她给老爷子盛好汤后,之后走到林叔身边询问。
“我有办法。我先去叫老夫人回来吃饭。”她说完,去了花房。
一路打听了两个同事,她才找到花房。
进去后,就看到沈老夫人对着朱顶红长吁短叹,一脸心疼的模样。
“老夫人。”她走到跟前,对她说:“您不要着急,我会治疗朱顶红,您先吃饭,吃完我跟您说。”
沈老夫人听完她说的话又惊又疑,“你真的会治?家里的柳园丁都治不好。”
许昭昭弯腰,用手轻轻托起花叶,仔细的查看一番后,说:“这是真菌性感染,咱们首先得把它隔离开,免得传染到其他花上。真菌性的虽然顽固,但也不是没办法,柳园丁的用药应该是对症的,但药效不够猛。我会兑一种独家秘方,是专治这种花的。”
沈老夫人看她准确的说出这花是真菌性感染,相信了她是懂行的。
她拍拍手上的土,“那行,你先把花搬到那边空地上吧,你就给治治,看看能不能治好。”
“好。”许昭昭搬起花,给挪到了空地那边。
沈老夫人洗干净了手,回了餐厅。
趁着他们吃饭的功夫,许昭昭又去找柳园丁,要了几种药,她给配到了一起。
柳园丁看她拿的药都不是主治朱顶红的,心生疑惑,“你可别给老夫人的花给治死了。”
“不会的,我有经验。”许昭昭自信的说。
忙完这一切,老夫人那边饭也吃完了,来到花房,看着许昭昭又是清洗花叶,又是给土壤做修复,喷喷这个,洒洒那个,忙活了二十来分钟后才停下。

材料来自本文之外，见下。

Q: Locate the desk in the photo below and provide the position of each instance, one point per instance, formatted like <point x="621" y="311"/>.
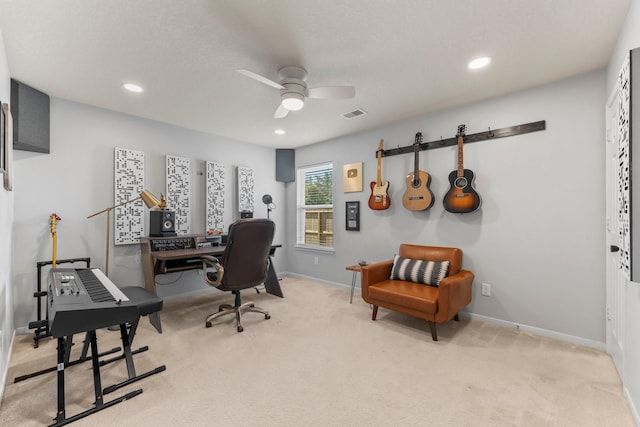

“老夫人,咱等明天看看吧。”她摘掉手套,觉得应该没问题。当年家里的朱顶红也是生的这种病,有人教她怎么救治,一救一个准儿。
沈老夫人觉得还是有点不放心,“你确定吗?”
“保守的说,差不多吧。”
“哎,就死马当活马医吧。”
许昭昭陪着老夫人从花房出来,两人慢悠悠的回别墅。
“小许啊,你怎么还会治花呢?家里以前养过这种花?”
许昭昭搀扶着老夫人的胳膊,轻柔的说:“以前家里养过一盆,也是总生病,后来遇到一个教授,她教我怎么治疗,也算有点经验了。”
“这花可不是大众花啊。”
“我家那盆也是亲戚养残了,不想要才给我们的。”
“哦,是这样啊。这花确实难养,费心血。”
两人边聊边回了餐厅。
吃过午饭后,沈老夫人对许昭昭说:“晚餐多做两道菜,阿澈晚上过来吃饭。”
阿澈?她盲猜应该是大少爷。
“是,我知道了。”许昭昭回道。
老两口都有午睡的习惯,吃完便回了房间。
许昭昭随后去找林叔,果然阿澈就是大少爷,叫沈澈。林叔又给她拿来了一本沈家人的口味喜好,以后谁过来吃饭,她也知道该怎么做了。
下午没什么事,许昭昭回了宿舍。
同屋的林秀秀不在,许昭昭坐在自己**,低头看着手机,先拟出晚餐的餐单,之后又看了看卡里的余额,她计划,想在网上找个兼职来做,这样多一份收入,就能快一点还完债了。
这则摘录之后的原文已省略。